For the second peak of transmission coefficient in Figure 2a, which appears at 3.06 THz, the front/back surface current distributions, E_z and H_y, is demonstrated in Figure 3(bi–biv). Similar to the results of 2.35 THz of Figure 3a, the current loop and magnetic resonance can be offered. However, the details of the distributions in Figure 3b are different than those in Figure 3a, and the surface currents on the h₁ regions and the corners of the h₂ regions are anti-paralleled to those on the other regions, indicating different LHMs occurrence.

4. Discussion

The existence of negative refraction is validated by the electric field of a stacked LHMs prism. As shown in Figure 4, the stacked LHMs consist of multiplying single-layer LHMs with the period (p = 6 μm) along the z-direction, and 13 layers of single-layer LHMs gradually decreasing to 7 layers, from the left to right side, is set to form prism with an angle of 1.79°. A 2.37 THz wave (the electric field along x-direction) is a normal incident from the bottom, and the E_x distribution is shown in Figure 4a. Figure 4b is the local area in a magnified view of Figure 4a. From Figure 4b, we can see that the negative refraction with an angle of α₁ = −3.37° is provided.
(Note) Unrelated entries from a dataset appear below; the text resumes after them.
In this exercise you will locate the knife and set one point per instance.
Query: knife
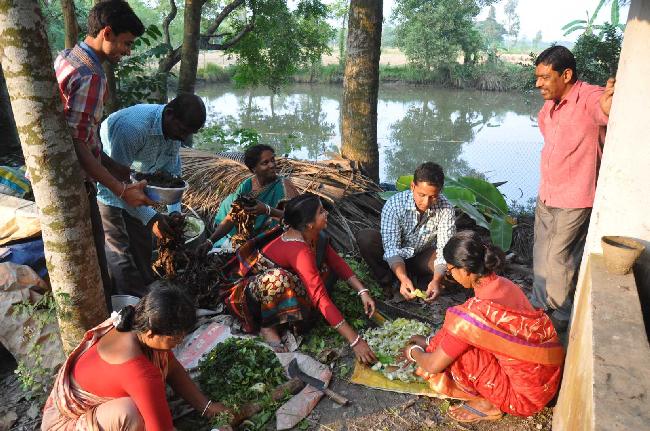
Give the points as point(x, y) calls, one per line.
point(295, 371)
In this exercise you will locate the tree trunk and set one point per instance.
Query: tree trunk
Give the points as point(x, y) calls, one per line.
point(190, 49)
point(54, 170)
point(10, 147)
point(71, 28)
point(361, 85)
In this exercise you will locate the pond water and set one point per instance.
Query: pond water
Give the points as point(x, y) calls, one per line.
point(468, 132)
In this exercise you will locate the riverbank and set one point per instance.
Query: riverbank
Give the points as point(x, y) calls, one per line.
point(498, 76)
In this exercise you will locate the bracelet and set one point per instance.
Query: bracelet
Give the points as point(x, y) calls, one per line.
point(205, 409)
point(123, 190)
point(409, 355)
point(356, 341)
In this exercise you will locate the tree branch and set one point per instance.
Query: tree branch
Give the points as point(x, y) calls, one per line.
point(168, 20)
point(223, 15)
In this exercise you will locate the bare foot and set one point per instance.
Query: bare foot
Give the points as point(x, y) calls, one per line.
point(464, 412)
The effective refractive index n of the LHMs’ prism can be deduced from relations of incidence and refraction angles by Snell’s law, here n = −2.08. In the same way, the effective refractive indices for 2.04–2.42 THz are calculated and demonstrated in Figure 4c (blue line), which show that negative refraction can be realized in this frequency band. Similarly, the electric field distribution for 3.17 THz is illustrated in Figure 5a,b, in which angle of α₂ = −3.21° and effective refractive index n = −1.79 are provided. Meanwhile, the effective refractive indices for 3.12–3.28 THz are shown in Figure 5c (blue line), indicating the second negative refraction band. Comparing to the dual bands of single-layer LHMs at 2.336–2.448 THz and 3.041–3.108 THz, the bands of stacked LHMs vary to 2.04–2.42 THz and 3.12–3.28 THz. The shift and expanding of bands in stacked LHMs are mainly due to the strong coupling between adjacent layers of single-layer LHMs, which results in plasmonic hybridization [16].

5. Conclusions

THz LHMs constructed by plasmonic fishnet structures are designed. Calculated permittivity ε and permeability μ of single-layer LHMs show that ε < 0 and μ < 0 can be simultaneously achieved in 2.336–2.448 THz and 3.041–3.108 THz ranges, realizing dual-band LHMs. The distribution of surface current and the electric and magnetic fields at 2.35 THz and 3.06 THz verify the prediction. Moreover, the existence of negative refraction is validated by the electric field of stacked LHMs’ prism. It shows that in 2.04–2.42 THz and 3.12–3.28 THz, negative refractive indices of the prism can be obtained. The results facilitate LHMs’ practical application in THz image, sensor, detection, communication, and so on.